But he admitted that there were some 'bad apples' in the trade which were guilty of selling watered-down booze to their customers. He said: "We know that the council is going to do checks like this. We're in a very regulated industry and we want to stamp out bad practice. "Hopefully, responsible members of the association know this sort of thing is happening. It's on their own heads if they fall foul of the law. "We want our customers to feel safe; we don't want our customers to feel ripped off."

Police spoke to door staff at a number of venues and found that all had completed the correct licensing paperwork. Officers also watched taxi ranks closely, checking that they were only used by hackney carriages. Other drivers stopping in these ranks risk a £30 fine. Sergeant Martin Worthington from Charles Cross police station, said: "The ranks in the city can get busy at peak times and the hackney drivers can get people home quicker if the ranks aren't clogged up with other types of vehicle.

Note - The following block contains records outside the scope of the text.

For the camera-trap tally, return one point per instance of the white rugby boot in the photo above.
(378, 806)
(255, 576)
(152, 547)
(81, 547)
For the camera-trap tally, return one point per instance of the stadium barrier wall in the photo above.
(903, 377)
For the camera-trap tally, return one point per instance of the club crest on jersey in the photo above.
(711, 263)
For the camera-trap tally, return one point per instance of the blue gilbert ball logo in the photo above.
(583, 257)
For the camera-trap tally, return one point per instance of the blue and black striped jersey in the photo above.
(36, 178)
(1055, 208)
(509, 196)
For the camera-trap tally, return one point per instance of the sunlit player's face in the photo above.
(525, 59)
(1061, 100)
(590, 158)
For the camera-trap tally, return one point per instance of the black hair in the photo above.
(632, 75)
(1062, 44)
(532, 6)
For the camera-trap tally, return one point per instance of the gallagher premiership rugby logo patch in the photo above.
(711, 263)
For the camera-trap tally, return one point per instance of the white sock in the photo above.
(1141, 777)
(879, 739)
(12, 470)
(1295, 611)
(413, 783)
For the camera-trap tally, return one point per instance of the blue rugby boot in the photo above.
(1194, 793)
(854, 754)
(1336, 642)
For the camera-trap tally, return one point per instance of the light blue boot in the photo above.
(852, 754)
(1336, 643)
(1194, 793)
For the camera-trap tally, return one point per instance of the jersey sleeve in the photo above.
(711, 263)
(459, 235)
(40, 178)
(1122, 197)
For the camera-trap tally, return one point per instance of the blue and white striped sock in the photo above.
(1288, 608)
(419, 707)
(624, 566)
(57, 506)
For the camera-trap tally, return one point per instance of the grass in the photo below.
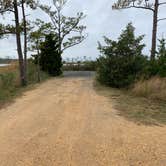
(9, 82)
(141, 110)
(154, 88)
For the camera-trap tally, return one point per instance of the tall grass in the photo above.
(154, 88)
(10, 82)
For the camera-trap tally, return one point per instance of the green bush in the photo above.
(157, 67)
(50, 59)
(122, 61)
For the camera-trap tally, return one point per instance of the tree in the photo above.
(12, 6)
(33, 5)
(50, 59)
(36, 37)
(121, 61)
(162, 57)
(144, 4)
(63, 25)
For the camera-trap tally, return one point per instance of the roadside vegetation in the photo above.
(140, 83)
(9, 81)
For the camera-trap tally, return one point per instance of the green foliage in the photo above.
(50, 59)
(122, 61)
(9, 81)
(162, 58)
(69, 30)
(157, 67)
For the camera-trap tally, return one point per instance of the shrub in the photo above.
(154, 88)
(50, 58)
(122, 61)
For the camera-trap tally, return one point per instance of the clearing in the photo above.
(65, 122)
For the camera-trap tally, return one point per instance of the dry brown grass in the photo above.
(155, 88)
(11, 68)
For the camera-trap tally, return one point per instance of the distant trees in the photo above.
(69, 32)
(12, 6)
(50, 59)
(122, 61)
(147, 5)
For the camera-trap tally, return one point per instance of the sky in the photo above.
(101, 21)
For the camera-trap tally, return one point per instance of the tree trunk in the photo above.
(25, 40)
(38, 62)
(19, 48)
(59, 32)
(154, 32)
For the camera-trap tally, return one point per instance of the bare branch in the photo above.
(139, 7)
(162, 3)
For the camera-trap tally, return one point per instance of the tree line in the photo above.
(66, 30)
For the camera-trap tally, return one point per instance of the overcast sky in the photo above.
(101, 21)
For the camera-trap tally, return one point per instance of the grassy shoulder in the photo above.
(141, 110)
(9, 82)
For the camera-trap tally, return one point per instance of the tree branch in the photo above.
(139, 7)
(162, 19)
(162, 3)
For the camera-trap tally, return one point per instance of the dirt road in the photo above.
(65, 122)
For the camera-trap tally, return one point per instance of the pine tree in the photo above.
(50, 59)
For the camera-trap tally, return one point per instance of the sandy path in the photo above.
(64, 122)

"Getting people home smoothly, without unnecessary aggravation, leads to a better night out for everyone," he added. The council spokeswoman said that although licence breaches were discovered, the operation had been viewed positively by both businesses and customers.

Edward Sears, chairman of the Plymouth Licensed Taxi Association, said that the operation was important, but he questioned whether it should have been carried out on a busy Saturday night. He said: "More than 20 per cent of vehicles getting stop notices sounds bad, but it depends what officers were picking them up for.

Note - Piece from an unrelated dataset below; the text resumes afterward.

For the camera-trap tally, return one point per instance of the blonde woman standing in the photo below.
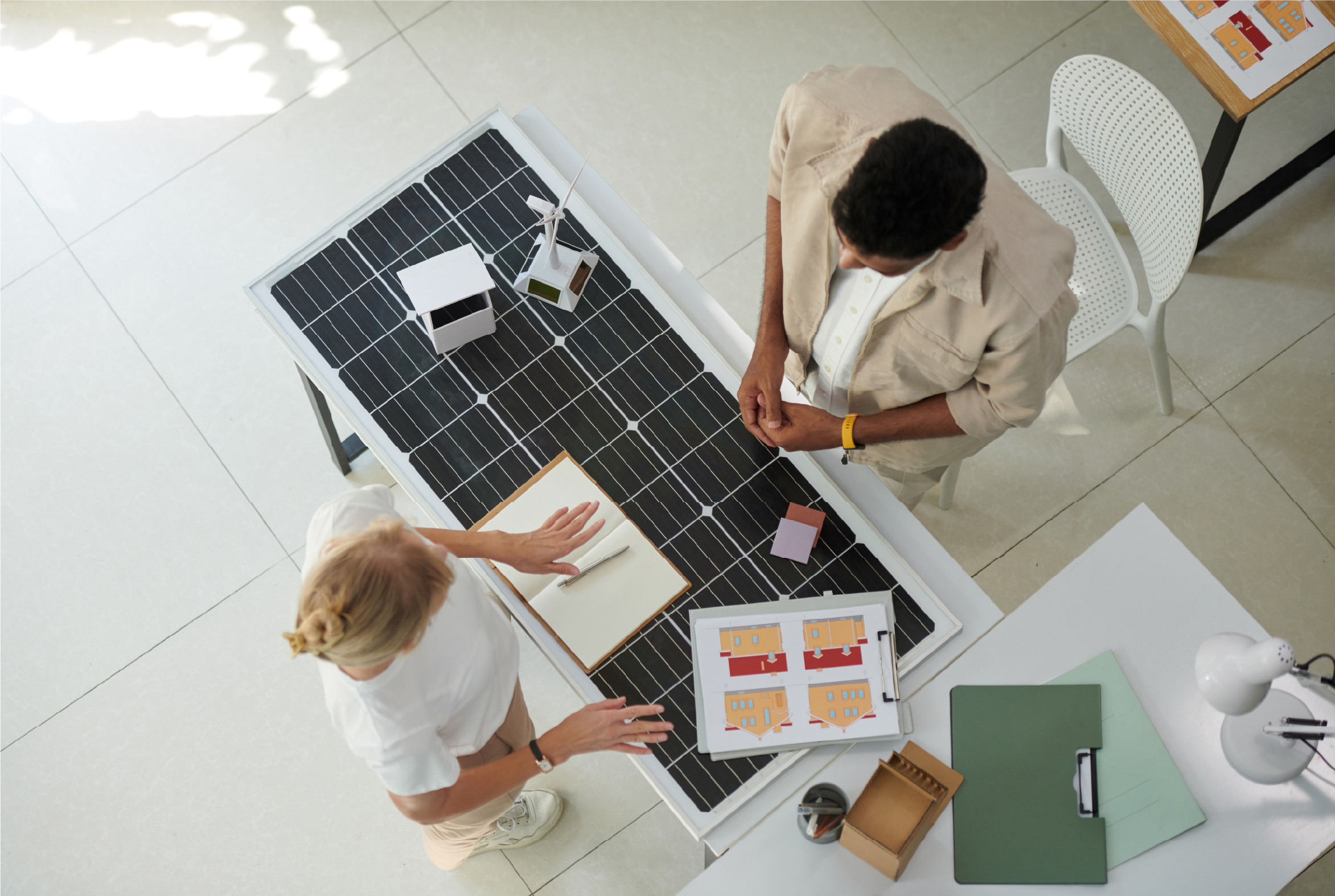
(421, 672)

"If it was cosmetic stuff, I don't think the vehicle should be taken off the road. If the vehicle's dangerous, it shouldn't be on the road. "I agree with what they're doing but, of all the nights to do it, why on a Saturday when everybody's out looking for a taxi to come home?" He added some taxis could be deemed to be unsafe, but the vast majority were roadworthy. He said: "I've only got to hear a rattle and I put my vehicle in the garage to find out what's wrong, but not everybody is the same.

"There are vehicles out there which we look at and think, 'They shouldn't be on the road.' "However, 99 per cent of the fleet are good and the guys look after their vehicles."

Crownhill Taxis boss Andy Wheeler said one of his drivers had been ordered off the road for three hours because insurance documents were not in his car. He said this proved stop notices were issued for a host of reasons, and not just because vehicles were unroadworthy.

Mr Wheeler said: "If a driver wasn't wearing his badge, the officers would have put a stop notice on his vehicle. "It's a paperwork issue, as well as a safety issue. "Twenty per cent isn't good, but if you pulled over the general public I'm sure the proportion would be a lot higher than that."